Does your company have a formalized process for risk management? Are these successful, or would you suggest alternate approaches? Do you have any horror stories similar to mine? Please share your experiences!


5 thoughts on “A Risk Management Lesson from “Silicon Valley”

  1. I agree, a lack of risk planning will break a project. More importantly though, you mentioned the issue of a lack of communication WITHIN the project team. It is easy to become focused on the communication with the client, but if your team is not efficiently communicating in the first place, this can be a huge roadblock to success. Great advice from the article to assign each risk to a particular “owner.” This is an issue I have observed with larger project teams–when tasks are not assigned to anyone in particular it doesn’t get done, and when it goes wrong, then comes the finger pointing. This is pretty commonplace in my workplace on client account teams. When reports are filed late or the audit hits a bump, people look around for someone to blame for starting the domino effect causing their own task failures. Most of the time the issue is rooted in a lack of communication and follow-up between the team members throughout the whole process.

  2. What a great reference! First off, I am a fan of the show. Although they are ridiculous at times, some of the core struggles amongst both Pied Piper and Hulu and quite accurate. I like how you’ve analyzed Hulu and how their inherent flaw is their lack of risk mitigation. It is incredible how such large companies do not appropriately or adequately prepare for the worst-case scenario. One current example of this is the poor risk mitigation planning by VW. Aside from their lack of integrity, they did not adequately prepare for the fallout associated with their emissions scandal. Strictly from a financial perspective, they only set aside roughly 30% of the >$20B they are expected to shell out.

    As far as my company goes, I experience similar issues to those you’ve mentioned in your personal story. Most of our projects involve updating or improving the medical devices that we manufacture and sell. The major problem is that our headquarters in Copenhagen performs all of the R&D and they tend to think in terms of European healthcare guidelines. The US FDA is much more stringent of certain aspects of our devices. The result is a device that does not meet FDA regulation because Copenhagen forgot to consider what the US requires.

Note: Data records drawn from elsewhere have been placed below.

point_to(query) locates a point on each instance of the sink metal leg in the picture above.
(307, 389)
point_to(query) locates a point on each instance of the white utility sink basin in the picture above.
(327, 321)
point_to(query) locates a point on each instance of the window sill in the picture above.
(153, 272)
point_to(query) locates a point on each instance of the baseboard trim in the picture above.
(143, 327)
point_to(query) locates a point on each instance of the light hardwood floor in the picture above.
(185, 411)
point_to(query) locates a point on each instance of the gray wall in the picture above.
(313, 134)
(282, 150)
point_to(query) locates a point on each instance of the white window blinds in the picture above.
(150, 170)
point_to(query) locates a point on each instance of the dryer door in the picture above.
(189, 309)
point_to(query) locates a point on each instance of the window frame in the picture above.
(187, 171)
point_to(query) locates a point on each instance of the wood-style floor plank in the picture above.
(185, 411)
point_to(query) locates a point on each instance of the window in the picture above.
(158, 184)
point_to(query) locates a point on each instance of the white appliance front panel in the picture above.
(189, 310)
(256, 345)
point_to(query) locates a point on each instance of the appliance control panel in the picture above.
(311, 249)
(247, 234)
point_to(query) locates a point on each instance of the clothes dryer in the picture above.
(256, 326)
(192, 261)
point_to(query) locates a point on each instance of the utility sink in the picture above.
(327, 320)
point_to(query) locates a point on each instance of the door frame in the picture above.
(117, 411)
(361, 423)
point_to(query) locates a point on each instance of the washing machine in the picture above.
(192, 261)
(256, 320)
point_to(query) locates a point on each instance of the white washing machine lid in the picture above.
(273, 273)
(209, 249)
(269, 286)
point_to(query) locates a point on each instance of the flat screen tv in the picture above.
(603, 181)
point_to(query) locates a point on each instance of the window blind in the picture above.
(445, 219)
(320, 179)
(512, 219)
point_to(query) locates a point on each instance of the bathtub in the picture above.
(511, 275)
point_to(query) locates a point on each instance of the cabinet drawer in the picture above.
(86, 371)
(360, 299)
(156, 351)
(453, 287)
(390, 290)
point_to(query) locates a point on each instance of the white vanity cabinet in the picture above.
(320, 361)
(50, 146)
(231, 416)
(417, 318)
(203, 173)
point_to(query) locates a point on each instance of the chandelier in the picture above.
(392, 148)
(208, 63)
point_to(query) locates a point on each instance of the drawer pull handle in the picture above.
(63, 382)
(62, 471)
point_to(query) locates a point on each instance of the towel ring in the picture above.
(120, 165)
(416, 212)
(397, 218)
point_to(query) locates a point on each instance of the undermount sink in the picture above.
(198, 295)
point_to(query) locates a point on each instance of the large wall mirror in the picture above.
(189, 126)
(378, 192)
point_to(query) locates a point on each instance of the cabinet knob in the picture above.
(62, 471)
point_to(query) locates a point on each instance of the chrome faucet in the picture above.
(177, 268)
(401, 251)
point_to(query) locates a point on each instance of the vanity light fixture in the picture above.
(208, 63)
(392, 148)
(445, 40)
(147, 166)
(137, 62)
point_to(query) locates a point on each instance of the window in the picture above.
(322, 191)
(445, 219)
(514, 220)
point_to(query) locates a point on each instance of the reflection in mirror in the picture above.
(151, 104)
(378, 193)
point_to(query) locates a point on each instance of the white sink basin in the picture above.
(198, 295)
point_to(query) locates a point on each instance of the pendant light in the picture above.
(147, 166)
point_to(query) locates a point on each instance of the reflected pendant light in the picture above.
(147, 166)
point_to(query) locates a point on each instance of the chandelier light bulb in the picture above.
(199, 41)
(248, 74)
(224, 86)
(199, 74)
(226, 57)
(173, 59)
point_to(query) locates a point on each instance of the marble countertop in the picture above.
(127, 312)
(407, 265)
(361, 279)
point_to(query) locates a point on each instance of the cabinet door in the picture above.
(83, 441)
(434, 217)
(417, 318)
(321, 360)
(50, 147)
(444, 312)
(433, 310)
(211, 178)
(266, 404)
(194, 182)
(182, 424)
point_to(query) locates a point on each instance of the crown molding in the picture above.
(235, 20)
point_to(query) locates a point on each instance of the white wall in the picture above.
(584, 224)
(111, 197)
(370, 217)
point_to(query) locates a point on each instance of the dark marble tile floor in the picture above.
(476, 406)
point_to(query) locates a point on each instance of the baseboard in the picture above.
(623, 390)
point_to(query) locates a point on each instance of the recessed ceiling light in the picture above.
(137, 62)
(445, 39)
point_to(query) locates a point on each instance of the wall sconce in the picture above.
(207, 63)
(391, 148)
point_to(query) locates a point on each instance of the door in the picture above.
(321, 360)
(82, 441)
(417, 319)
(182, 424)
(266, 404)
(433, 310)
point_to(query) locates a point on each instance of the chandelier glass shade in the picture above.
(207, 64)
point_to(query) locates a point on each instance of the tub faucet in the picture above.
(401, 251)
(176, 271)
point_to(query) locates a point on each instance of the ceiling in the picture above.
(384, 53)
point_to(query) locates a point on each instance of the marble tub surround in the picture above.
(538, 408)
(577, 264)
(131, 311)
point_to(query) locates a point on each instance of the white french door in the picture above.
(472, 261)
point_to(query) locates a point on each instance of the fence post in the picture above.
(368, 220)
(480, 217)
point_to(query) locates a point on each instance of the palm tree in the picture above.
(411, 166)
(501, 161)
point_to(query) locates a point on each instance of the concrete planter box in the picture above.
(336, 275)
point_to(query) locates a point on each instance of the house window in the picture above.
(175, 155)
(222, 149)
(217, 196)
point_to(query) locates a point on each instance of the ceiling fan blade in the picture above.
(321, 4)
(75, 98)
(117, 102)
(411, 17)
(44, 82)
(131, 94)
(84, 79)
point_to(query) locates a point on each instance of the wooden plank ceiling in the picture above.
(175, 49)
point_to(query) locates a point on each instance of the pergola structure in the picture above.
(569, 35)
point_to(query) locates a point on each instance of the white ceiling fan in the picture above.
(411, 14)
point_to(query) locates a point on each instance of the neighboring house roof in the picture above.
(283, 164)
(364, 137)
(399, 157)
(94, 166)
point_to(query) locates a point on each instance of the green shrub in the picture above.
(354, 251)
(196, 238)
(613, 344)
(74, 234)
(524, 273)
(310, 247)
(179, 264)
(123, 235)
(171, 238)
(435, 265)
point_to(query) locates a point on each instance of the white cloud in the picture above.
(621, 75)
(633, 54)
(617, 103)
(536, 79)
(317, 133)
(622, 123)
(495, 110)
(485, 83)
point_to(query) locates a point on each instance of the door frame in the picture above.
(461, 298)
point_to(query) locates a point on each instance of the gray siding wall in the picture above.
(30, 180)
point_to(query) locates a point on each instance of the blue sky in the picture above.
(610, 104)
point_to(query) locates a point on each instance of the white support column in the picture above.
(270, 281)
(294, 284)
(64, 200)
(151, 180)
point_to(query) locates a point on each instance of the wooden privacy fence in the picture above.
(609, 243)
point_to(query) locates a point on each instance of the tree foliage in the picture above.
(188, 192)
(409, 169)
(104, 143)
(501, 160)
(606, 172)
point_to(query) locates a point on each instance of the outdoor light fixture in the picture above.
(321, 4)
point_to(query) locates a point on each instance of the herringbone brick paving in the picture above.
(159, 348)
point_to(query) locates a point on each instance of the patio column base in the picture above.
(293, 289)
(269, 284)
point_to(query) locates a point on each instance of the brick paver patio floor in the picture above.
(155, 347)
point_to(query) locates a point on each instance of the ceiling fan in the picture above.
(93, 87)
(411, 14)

When this happens, sales in the US come to a halt until Copenhagen creates a “fix” for what they should have done in the first place. It is a bunch of wasted time and money, and it could have been avoided had the R&D team considered regulations globablly.

  3. Daniel – great post, and love the reference to Silicon Valley. The launch of their streaming video product ultimately failed, and I anticipated your story going in the same direction. However, it doesn’t surprise me that your team pulled through, and a big part of it is the human capital in place to handle these project issues. Your article addresses risk management, and tailoring resources around potential risks. This is important to safeguard your project, and have a plan in place when an unforeseen event arises. To answer your questions, I do not know if our project managers have a formal process of risk management, but can assume they plan for unplanned events. And sorry, no horror stories of specific projects, just mild stories of acquiring other companies and delays of integrating their platform to Expedia’s site.

  4. Great post Dan! Epic fail from the launch of streaming video products, assessment of improvement will come in the future sooner than we all think. Your team is intelligent and are able to handle these various issues. I believe you have to create a plan and put it in place when project issues arise. I don’t have many issues of dramatic projects gone bad since I’m still new to project management.